I’ve found these sites to be more reliable than local media (in particular Atlanta sports radio) in analyzing playoff possibilities. For a couple weeks now it’s been clear, for example, that Dallas pretty much has to win its division to have any playoff chances at all, while the Atlanta airwaves have been talking about how Atlanta’s wild card chances run through (among other teams) Dallas. Uh, no they don’t. These sites, my radio friends, are more clued in than you.

After thinking through the previous post on this board, the flurry of activity related to ESPN’s total quarterback rating, and further, after thinking through the notion of a meaningful 0 to 100 point stat (consider a fractional probability multiplied by 100), it hit me that with so many stats now based on an average, what is that average itself based on? If it is one season, then such a stat is only entirely meaningful for that season. If it’s more than one season, then for any particular season, that stat is not guaranteed to average to, say, 0 in the case of DVOA, or 50 in the case of ESPN’s QBR. And then it struck me, a comment from Chapter 11 of “The Hidden Game of Football“, that one reason the NFL chose the QB rankings system they did is that it is independent of the stats of other players, and that it applies regardless which season is analyzed. That isn’t true of Football Outsider’s DVOA, or ESPN’s QBR. They are relative stats and thus dependent on the definition of average used. And they only make sense and are only rationally defined for the data set over which the average is taken.

Modern relative stats are, in other words, lousy tools for comparing data from 1934 to 2004. NFL’s QBR can do that.

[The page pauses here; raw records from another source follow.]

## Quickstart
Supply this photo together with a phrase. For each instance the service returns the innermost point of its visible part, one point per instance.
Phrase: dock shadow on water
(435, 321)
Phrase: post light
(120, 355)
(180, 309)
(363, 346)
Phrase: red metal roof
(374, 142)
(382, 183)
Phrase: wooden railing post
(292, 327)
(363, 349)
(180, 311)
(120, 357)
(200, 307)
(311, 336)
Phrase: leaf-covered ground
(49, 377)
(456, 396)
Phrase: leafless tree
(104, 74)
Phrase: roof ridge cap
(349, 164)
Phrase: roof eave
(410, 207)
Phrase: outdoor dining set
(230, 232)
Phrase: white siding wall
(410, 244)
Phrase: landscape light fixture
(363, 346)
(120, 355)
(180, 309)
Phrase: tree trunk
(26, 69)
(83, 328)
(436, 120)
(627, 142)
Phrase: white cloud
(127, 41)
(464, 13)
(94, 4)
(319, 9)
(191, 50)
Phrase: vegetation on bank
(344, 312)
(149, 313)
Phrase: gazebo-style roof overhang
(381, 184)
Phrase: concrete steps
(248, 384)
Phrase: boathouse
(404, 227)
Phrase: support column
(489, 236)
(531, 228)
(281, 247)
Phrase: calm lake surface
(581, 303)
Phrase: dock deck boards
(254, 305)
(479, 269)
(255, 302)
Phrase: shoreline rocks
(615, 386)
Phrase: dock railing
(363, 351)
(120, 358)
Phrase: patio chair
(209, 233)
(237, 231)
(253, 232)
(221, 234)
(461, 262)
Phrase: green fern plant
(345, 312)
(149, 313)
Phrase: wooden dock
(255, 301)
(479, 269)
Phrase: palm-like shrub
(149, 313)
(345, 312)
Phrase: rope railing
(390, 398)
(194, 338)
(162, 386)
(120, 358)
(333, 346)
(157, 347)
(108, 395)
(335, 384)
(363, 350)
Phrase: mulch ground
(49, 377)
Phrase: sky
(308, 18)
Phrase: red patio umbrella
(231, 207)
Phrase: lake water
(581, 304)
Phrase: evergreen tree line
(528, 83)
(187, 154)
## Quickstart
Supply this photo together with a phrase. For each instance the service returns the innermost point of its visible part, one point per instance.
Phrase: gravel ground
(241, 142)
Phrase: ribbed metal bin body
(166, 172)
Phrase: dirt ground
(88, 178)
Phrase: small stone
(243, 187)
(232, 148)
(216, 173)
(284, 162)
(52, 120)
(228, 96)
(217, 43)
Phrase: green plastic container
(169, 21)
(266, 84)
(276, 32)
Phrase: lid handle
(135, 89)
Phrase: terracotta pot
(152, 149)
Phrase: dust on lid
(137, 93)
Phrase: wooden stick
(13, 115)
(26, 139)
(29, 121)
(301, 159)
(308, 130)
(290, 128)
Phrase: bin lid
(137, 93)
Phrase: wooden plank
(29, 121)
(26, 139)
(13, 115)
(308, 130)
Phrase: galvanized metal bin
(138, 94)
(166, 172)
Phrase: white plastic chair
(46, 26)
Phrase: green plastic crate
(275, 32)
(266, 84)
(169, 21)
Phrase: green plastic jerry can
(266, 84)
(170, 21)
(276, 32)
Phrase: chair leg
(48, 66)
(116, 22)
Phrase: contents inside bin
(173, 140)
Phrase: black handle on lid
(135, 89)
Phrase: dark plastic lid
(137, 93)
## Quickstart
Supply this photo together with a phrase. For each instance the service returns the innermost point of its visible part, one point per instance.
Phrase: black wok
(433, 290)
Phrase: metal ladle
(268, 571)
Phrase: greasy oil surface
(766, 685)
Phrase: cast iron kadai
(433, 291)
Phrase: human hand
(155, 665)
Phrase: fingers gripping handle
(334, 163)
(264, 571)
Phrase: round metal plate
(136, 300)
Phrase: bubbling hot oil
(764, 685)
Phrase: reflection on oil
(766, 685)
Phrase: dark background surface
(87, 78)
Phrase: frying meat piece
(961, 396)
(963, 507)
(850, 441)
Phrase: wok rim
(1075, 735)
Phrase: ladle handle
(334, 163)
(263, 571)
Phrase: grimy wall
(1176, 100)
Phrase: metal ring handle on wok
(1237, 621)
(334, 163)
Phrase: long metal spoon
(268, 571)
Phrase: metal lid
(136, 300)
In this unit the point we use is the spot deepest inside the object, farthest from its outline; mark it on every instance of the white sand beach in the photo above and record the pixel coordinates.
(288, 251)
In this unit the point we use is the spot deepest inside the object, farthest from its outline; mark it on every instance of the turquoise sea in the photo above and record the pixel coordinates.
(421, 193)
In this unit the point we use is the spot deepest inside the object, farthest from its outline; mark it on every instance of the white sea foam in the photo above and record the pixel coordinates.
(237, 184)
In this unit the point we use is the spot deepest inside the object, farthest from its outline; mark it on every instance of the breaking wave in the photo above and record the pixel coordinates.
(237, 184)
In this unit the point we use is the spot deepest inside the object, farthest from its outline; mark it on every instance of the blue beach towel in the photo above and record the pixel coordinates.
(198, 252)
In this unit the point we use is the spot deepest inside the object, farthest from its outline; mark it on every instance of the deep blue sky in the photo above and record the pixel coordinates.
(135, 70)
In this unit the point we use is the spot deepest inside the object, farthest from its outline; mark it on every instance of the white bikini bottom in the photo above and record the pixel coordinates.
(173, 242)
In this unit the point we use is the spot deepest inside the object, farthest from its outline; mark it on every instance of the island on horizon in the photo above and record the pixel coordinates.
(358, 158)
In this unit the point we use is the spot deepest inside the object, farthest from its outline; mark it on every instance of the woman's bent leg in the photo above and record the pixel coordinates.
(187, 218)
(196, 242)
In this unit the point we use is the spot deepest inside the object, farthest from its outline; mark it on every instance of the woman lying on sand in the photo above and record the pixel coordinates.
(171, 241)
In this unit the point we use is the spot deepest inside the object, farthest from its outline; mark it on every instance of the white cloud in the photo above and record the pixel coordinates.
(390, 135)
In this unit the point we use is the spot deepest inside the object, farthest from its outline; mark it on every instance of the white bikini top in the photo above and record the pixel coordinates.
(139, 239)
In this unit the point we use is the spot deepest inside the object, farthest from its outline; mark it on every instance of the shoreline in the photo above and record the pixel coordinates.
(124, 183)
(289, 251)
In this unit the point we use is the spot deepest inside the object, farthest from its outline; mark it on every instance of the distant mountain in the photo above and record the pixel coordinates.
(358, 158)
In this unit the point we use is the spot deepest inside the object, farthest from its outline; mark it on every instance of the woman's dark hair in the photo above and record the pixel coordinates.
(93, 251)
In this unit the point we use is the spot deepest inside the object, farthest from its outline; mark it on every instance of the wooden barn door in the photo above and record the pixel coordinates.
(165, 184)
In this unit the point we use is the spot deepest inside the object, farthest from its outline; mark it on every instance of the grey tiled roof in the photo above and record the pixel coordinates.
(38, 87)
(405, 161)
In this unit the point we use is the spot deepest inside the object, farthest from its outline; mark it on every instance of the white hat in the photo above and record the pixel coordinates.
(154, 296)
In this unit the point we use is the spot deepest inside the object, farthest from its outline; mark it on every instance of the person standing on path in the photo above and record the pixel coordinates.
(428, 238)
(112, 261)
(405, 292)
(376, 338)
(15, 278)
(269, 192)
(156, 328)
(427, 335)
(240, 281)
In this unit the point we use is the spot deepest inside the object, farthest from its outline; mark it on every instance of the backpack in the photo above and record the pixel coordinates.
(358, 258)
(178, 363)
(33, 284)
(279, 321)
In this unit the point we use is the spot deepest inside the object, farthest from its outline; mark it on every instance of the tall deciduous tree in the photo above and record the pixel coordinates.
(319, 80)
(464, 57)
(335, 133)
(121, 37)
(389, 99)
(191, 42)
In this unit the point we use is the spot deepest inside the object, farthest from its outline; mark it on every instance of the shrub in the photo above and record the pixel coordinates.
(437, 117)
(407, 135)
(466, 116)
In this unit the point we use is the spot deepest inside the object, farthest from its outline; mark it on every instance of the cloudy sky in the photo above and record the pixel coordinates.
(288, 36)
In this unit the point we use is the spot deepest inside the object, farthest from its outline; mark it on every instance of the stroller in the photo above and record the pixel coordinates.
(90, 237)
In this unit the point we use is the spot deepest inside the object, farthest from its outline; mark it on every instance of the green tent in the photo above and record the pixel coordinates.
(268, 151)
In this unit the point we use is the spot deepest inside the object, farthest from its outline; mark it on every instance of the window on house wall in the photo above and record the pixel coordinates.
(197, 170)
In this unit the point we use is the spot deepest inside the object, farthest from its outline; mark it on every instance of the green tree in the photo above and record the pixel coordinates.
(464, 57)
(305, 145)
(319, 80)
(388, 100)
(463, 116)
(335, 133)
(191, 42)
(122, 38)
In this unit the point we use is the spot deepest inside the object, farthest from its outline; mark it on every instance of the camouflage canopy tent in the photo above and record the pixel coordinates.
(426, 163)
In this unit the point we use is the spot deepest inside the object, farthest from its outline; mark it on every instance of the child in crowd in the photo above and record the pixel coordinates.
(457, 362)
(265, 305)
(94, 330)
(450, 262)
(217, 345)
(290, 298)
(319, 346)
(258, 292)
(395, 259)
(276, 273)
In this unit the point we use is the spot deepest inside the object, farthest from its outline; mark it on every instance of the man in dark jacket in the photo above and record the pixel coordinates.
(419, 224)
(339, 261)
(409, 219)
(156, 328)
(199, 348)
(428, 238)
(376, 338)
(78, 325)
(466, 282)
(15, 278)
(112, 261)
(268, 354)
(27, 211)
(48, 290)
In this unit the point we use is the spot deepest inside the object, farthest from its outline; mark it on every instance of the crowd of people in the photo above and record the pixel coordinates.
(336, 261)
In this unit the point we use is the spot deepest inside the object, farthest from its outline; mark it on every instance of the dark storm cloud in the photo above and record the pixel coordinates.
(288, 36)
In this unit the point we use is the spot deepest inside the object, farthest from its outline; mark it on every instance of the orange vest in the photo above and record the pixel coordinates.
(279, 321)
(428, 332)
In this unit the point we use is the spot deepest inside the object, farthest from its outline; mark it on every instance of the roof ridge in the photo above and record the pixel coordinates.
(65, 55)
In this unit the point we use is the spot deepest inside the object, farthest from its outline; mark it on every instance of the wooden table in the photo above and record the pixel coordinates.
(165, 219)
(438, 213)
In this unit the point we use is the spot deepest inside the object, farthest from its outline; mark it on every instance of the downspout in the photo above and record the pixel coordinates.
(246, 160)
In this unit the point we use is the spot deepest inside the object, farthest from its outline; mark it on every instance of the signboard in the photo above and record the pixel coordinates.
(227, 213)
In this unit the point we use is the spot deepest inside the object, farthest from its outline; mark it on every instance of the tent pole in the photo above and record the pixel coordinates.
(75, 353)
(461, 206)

Further issues with the “modern” stats are their complex nature, and often proprietary nature. Not only can’t they be calculated by pen and paper, the formulas are often hidden, as meaningful as the “secret formulas” in laundry detergent. If source code were published, as in Jack Dongarra’s LINPACK code, then independent verification of the formulas would be possible. That’s not possible with a proprietary code base.

Proprietary formulas strike me as a street magician’s trick, a throwback to a time when mathematicians were just beginning to understand how to solve various polynomials and so the solution techniques were held in secret. On-the-street demonstrations of problem solving skill were part and parcel of a magician’s mathemetician’s repetoire. And I don’t think we’ll see it going away anytime soon so long as people can convince others to buy books full of situationally dependent average bound proprietary stats.

Final comment: the old NFL formula is one that is linear in rates. In other words, the NFL passer rating is a linear combination of things like completion rate, yardage rate, td rate, and interception rate. Other similar formulas, stateless formulas, formulas not bound to play by play but calculable by pen and paper from a box score of games, are also in general, linear combinations of rates (often adding sack rate), and could all be generalized into the form.

Value = SUM( constant term * rate term ) + general constant.